Variable annuities can provide many benefits; however, make sure you understand exactly how they work.
There are two types of annuities sold in America, those sold by insurance agents which are called fixed annuities and those sold by security licensed agents which are called variable annuities.
Variable annuities and fixed annuities are very different creatures. Fixed annuities earn a set rate of interest for a specific time period. Fixed annuities have no fees and no expenses. What you earn is what you get.
Variable annuities invest your funds in separate accounts (sub accounts) that invest in securities such as stocks and bonds, etc. Each separate account will offer specific investment objectives, you select the accounts that will best help you reach your goal.
Here are specific points to understand before investing in variable annuities:
- No guarantee of principal, your account can gain and lose value. Variable annuities have stock market risk (and reward)

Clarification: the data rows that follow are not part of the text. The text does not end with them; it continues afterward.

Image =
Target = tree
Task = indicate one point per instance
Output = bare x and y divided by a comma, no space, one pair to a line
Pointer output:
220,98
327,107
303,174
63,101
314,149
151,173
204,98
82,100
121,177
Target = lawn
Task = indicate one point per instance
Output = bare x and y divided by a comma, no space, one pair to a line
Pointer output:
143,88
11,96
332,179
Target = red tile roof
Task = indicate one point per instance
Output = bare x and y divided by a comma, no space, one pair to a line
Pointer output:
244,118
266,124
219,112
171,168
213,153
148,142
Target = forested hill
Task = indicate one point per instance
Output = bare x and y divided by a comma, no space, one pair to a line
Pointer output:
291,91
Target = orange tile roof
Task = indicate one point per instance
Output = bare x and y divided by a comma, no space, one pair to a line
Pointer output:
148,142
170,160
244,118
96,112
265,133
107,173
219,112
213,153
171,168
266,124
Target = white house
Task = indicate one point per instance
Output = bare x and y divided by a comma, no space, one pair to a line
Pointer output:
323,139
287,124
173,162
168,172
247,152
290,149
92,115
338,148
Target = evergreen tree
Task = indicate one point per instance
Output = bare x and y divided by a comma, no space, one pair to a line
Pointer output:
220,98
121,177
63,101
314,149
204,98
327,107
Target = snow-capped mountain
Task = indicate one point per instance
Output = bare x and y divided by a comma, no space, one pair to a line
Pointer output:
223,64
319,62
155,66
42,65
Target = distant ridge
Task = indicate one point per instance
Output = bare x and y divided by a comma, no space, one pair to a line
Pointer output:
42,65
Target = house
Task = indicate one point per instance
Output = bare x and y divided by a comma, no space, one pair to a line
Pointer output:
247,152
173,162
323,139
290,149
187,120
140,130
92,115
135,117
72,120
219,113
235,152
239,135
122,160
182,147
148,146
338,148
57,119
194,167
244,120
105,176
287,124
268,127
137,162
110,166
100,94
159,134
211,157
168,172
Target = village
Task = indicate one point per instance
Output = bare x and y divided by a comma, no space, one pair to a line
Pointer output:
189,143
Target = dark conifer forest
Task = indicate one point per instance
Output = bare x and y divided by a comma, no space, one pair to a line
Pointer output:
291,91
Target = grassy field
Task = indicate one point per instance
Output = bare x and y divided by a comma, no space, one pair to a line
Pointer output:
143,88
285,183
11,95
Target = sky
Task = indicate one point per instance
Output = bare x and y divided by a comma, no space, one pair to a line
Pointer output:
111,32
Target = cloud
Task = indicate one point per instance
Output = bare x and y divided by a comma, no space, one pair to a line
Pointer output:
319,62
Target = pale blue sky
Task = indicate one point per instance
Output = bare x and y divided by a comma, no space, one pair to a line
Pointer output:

- Fees, a variable annuity charges fees for the contract, fees for administration, fees to manage your money and if you have chosen an additional rider, a fee for it. Here is an example of possible fees associated with variable annuities, these are merely examples, your actual fee schedule is located in your prospectus:
- Mortality and Expense fee 1.25%
- Administration fee .15%
- Sub account management fee (varies) .50% to 2.00%
- Income rider fee (varies) .50% to 2.00%
- Death benefit enhancement fee varies
3. Surrender penalties can be lengthy, some as long as 8 years. Make sure you fully understand your contractual access to your funds.
Just like all investment vehicles, variable annuities have their place and can be a good choice, just make sure you understand the moving parts and the fees associated with them.